The main upward pressure on inflation was from air fares says the Office for National Statistics with downward pressure coming from petrol and diesel prices.
The new measure of inflation that takes into account the costs felt by home owner-occupiers (CPIH) was also unchanged from August at 2.5 percent in September. The experimental RPIJ, a measure of the Retail Prices Index that meets international standards, grew at 2.5 percent, marginally down on August's 2.6 percent.
The Retail Prices Index (RPI) for September was 3.2 percent, again down on the August figure of 3.3 percent.
Commenting on the figures Sasha Nugent, Caxton FX Analyst, said:
"The unexpected inflation rate of 2.7 percent year on year highlights the fact that price pressures remain, which then ignites the debate about whether above target inflation will be more stubborn and previously thought. The Bank of England has had a little more justification for its monetary policy stance lately, however the threat of high inflation will be a problem for the central bank who has committed to maintaining low interest rates.’"
Commenting on the RPI figure and its impact on business rate levels Katja Hall, CBI Chief Policy Director of the CBI said:
“This level of RPI could lead to another business rates hike in April.
“We already have one of the highest commercial property taxes of any EU country, so the Government must step in at the Autumn Statement to limit next year’s business rates increase at 2%.
“We then want to see a full review of the system to explore options for longer term reform.”
Nida Ali, economic adviser to the EY ITEM Club, said:
“With most Government benefits being linked to the CPI inflation outturn for September, today's inflation figures are key. At 2.7%, inflation came in some way below the OBR's 2.9% forecast published in the March Budget.
“This is good news for the Chancellor, as it implies that the government's current expenditure bill will be somewhat lower than the OBR expects. For example, the terms of the triple lock, which guarantees that state pensions will increase by the higher of inflation, average earnings or a minimum of 2.5%, mean that today’s figures will see state pensions rising by 2.7% rather than 2.9%. This is because wage growth is not going to be anywhere near this figure, and it is higher than the 2.5% floor. This is on top of the government restricting the increase in some benefits to just 1%, regardless of the inflation figure.

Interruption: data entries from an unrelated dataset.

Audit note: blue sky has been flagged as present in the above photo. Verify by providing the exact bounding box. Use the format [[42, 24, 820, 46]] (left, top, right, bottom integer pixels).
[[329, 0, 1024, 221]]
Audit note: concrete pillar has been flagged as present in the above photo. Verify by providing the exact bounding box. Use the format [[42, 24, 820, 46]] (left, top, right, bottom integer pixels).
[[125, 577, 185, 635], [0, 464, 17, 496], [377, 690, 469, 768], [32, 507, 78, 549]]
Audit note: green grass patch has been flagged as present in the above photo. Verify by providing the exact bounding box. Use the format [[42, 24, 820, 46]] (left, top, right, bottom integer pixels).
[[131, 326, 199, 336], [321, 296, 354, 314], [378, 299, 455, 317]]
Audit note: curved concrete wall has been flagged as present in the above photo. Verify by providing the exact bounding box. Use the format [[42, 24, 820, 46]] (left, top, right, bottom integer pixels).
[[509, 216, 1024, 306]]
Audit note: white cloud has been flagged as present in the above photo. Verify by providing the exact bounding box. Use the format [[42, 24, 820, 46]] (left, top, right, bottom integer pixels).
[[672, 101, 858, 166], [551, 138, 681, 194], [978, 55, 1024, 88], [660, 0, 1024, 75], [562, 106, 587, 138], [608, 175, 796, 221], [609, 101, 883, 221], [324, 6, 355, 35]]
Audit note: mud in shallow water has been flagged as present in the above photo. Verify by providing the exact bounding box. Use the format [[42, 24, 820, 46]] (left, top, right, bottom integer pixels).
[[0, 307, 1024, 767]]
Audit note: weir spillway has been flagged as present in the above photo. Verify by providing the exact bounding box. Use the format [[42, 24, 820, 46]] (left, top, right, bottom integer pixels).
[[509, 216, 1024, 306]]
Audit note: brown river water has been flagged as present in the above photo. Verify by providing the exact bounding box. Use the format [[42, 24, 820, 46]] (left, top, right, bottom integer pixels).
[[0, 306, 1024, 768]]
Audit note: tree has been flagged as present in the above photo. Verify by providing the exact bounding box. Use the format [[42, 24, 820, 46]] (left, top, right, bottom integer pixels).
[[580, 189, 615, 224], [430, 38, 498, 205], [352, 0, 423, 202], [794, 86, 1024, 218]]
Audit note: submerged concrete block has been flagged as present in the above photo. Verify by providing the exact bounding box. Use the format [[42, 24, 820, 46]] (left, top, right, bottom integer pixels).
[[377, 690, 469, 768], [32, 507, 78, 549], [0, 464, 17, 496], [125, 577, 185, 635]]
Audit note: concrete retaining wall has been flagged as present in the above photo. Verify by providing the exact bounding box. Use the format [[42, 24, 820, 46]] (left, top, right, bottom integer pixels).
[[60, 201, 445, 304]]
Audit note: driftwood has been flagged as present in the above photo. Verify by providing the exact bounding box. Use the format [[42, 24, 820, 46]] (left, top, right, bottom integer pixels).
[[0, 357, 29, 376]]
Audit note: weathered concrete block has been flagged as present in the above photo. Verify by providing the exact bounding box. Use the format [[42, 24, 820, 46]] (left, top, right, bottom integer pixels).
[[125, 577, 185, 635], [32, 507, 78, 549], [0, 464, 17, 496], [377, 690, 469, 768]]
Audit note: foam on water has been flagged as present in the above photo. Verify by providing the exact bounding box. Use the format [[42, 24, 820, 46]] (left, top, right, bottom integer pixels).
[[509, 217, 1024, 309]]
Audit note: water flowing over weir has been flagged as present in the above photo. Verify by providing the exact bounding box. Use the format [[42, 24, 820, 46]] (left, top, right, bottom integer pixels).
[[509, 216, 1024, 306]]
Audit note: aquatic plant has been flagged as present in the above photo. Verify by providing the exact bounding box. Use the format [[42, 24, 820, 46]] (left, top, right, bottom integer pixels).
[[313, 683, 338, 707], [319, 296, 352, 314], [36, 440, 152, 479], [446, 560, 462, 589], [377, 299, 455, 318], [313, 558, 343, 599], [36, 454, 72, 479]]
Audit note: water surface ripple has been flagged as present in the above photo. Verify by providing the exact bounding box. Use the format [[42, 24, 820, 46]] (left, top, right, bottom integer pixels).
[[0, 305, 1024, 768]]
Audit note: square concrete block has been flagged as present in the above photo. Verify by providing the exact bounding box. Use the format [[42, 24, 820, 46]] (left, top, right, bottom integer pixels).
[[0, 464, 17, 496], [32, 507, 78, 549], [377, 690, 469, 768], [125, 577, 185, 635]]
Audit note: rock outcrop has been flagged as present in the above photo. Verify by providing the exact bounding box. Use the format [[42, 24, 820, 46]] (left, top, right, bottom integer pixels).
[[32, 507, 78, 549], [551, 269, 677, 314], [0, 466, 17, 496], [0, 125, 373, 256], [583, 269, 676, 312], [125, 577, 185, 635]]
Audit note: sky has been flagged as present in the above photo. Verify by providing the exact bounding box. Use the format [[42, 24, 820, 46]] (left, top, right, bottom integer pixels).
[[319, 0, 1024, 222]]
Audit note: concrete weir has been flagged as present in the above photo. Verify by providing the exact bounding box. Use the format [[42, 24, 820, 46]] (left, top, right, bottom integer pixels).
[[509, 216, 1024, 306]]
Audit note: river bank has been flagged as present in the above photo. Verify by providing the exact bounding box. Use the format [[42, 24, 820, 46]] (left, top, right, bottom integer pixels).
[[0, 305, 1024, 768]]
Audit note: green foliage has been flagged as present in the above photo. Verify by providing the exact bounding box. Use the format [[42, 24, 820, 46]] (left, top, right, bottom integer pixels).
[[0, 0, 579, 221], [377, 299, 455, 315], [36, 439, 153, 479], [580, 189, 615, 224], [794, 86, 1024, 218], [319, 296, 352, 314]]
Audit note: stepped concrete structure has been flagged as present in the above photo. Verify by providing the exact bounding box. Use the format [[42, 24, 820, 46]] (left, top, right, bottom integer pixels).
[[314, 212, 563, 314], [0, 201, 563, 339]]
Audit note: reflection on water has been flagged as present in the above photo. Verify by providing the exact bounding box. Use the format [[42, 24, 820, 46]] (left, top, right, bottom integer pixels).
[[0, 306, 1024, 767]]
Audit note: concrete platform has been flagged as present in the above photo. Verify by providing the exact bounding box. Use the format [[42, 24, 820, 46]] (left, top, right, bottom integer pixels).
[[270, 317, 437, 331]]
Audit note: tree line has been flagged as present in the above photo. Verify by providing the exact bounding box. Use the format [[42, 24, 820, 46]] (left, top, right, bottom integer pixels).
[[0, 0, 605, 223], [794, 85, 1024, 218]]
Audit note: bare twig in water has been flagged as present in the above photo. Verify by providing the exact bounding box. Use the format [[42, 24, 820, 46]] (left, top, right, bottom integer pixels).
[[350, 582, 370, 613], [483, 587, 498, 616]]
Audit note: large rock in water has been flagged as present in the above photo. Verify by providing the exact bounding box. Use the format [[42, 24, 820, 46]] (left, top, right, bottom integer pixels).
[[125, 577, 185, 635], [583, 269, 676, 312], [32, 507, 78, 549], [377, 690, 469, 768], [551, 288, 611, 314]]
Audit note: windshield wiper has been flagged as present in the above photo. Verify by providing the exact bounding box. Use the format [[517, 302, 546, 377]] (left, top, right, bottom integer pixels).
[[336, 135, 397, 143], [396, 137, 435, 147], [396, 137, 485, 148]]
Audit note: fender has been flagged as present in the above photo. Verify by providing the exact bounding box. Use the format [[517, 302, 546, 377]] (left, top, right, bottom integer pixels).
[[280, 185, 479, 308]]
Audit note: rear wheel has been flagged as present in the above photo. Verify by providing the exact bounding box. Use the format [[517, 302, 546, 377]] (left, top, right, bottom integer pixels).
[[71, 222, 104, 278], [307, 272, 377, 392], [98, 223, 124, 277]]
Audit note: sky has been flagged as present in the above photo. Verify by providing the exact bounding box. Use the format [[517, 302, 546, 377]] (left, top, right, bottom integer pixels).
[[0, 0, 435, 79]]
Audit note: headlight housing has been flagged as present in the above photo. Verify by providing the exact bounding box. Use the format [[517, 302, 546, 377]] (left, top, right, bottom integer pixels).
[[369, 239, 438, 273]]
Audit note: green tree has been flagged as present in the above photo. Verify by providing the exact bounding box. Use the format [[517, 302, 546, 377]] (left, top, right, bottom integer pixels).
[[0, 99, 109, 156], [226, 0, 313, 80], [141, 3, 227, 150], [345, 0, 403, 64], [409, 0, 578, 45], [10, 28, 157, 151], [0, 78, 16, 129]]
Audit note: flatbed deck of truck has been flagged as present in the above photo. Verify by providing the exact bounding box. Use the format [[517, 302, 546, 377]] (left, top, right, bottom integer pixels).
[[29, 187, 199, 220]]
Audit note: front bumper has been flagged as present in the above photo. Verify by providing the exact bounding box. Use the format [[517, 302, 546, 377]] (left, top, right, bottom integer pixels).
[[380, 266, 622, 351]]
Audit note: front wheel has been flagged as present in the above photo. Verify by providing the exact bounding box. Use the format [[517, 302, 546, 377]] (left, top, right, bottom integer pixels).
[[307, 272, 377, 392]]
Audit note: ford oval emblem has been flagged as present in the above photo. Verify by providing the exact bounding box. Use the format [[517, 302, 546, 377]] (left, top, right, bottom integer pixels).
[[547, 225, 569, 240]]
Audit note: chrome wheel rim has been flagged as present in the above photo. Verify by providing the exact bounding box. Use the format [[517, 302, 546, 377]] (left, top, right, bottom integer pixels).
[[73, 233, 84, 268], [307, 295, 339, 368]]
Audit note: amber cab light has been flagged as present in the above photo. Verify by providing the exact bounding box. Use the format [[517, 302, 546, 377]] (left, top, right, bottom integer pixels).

“Inflation most likely peaked this year at 2.9% in June and will probably continue easing over the next few months. Petrol prices have eased significantly since last month, and other base effects from energy prices and food are likely to push inflation to around 2.4% in October. Although inflation is still running well above wage growth, the gradual easing should help reduce the squeeze on household finances. The consumer confidence survey already shows that they are finding it easier to make ends meet.
“Nevertheless, we see inflation remaining above the 2% target in the foreseeable future. Accounting for the persistence of higher inflation in administered & regulated prices and the end of deflation in imported goods prices, inflation will probably settle at around 2.2% in 2014 and 2015. But this is still some way below the Bank of England's 2.5% inflation knockout, so the Bank can continue to focus on getting unemployment down below 7% and keeping rates at 0.5% until at least mid-2015.”